Lloyd's Weekly Newspaper (London), Sunday, December 25, 1898:
The Eve of Christmas By The Editor
MISTAKEN GRUMBLING – Mr. Josiah Oldfield, M.A., writes from the Temple to "enter the most emphatic protest against the materialisation and the brutalisation of Christmas." By this he means the killing and eating of poultry and cattle. "I appeal for a vegetarian Christmas," says this writer; "and for a termination of this degraded and degrading festival, which horrifies every Hindu who comes to our shore, and makes Christmas a time of deepest heart-sorrow and pain." This is on a par with those reformers who would banish all beer and wine because certain persons abuse instead of using the good things of life. It is temperance, both in eating and drinking, that will bring its own best reward in this and all other seasons. In other fields besides the material one a measure of common sense is needed to correct the follies and weaknesses of those teachers who are ever falling into what Tennyson so aptly denounces as THE FALSEHOOD OF EXTREMES.

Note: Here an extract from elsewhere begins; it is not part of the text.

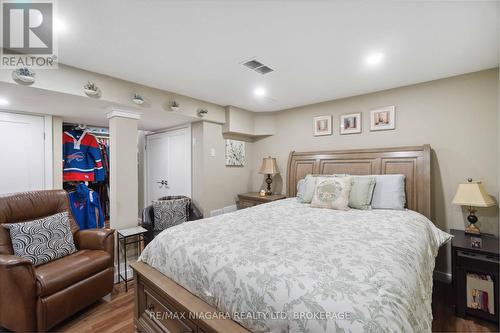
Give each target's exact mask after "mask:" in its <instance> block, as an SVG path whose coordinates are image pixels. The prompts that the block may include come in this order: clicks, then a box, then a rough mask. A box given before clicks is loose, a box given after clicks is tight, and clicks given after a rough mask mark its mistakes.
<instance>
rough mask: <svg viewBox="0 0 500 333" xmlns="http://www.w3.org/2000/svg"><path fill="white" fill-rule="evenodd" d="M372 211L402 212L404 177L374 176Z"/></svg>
mask: <svg viewBox="0 0 500 333" xmlns="http://www.w3.org/2000/svg"><path fill="white" fill-rule="evenodd" d="M375 181H376V185H375V190H374V191H373V200H372V208H373V209H394V210H404V209H405V203H406V195H405V176H404V175H375Z"/></svg>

The Times, November 1, 1910:
Albert Hall concert review
ORDER OF THE GOLDEN AGE. – If the thousands of people who spent three hours at the Albert Hall concert on Saturday night were members or even adherents of this order, the fruitarian's golden age would be a good deal nearer than we should judge it to be from the evidence of the average dining room or restaurant. The Order of the Golden Age is a 15 year old organisation, with offices in the prosaic Brompton Road, whence the gospel of natural diet is propagated by the usual method of books and pamphlets. "Thousands of cultured men and women, including eminent leaders of thought in Church and State," according to a statement on Saturday's programme, have been persuaded to live on "fruit, cereals, nut-foods, vegetables and dairy produce." It would be interesting to know whether the three field-marshals, three princesses, nine duchesses, and dozens of other titled persons in the list of "patrons" are among the thousands of cultured converts. The concert itself was not an actively proselytizing function; though suggestions of a golden age might be discovered in many of the numbers. Mr. Manitto Klitgaard wandered in song over a "glorious golden" path, and expressed a wish to clasp all creation to his heart. Miss Edith Kirkwood tripped like a fairy on the green. Mr. W. Carter's choir apostrophized the Rowan tree, to which Mr. Fred Godley added the singing burn and heather. Miss Gertrude Lonsdale took us out among little bleating lambs. Mr. Iver McKay "Plucked the blue flow'rs Among the golden corn." Miss grace Kenza floated down a stream in the moonlight." Dr. Sibley's organ solo was less pacific. At one point it suggested, perhaps, a conference of lions on the subject of vegetarianism. Whatever else the music of the evening was meant to convey, it conveyed much pleasure even to the carnivora among the audience.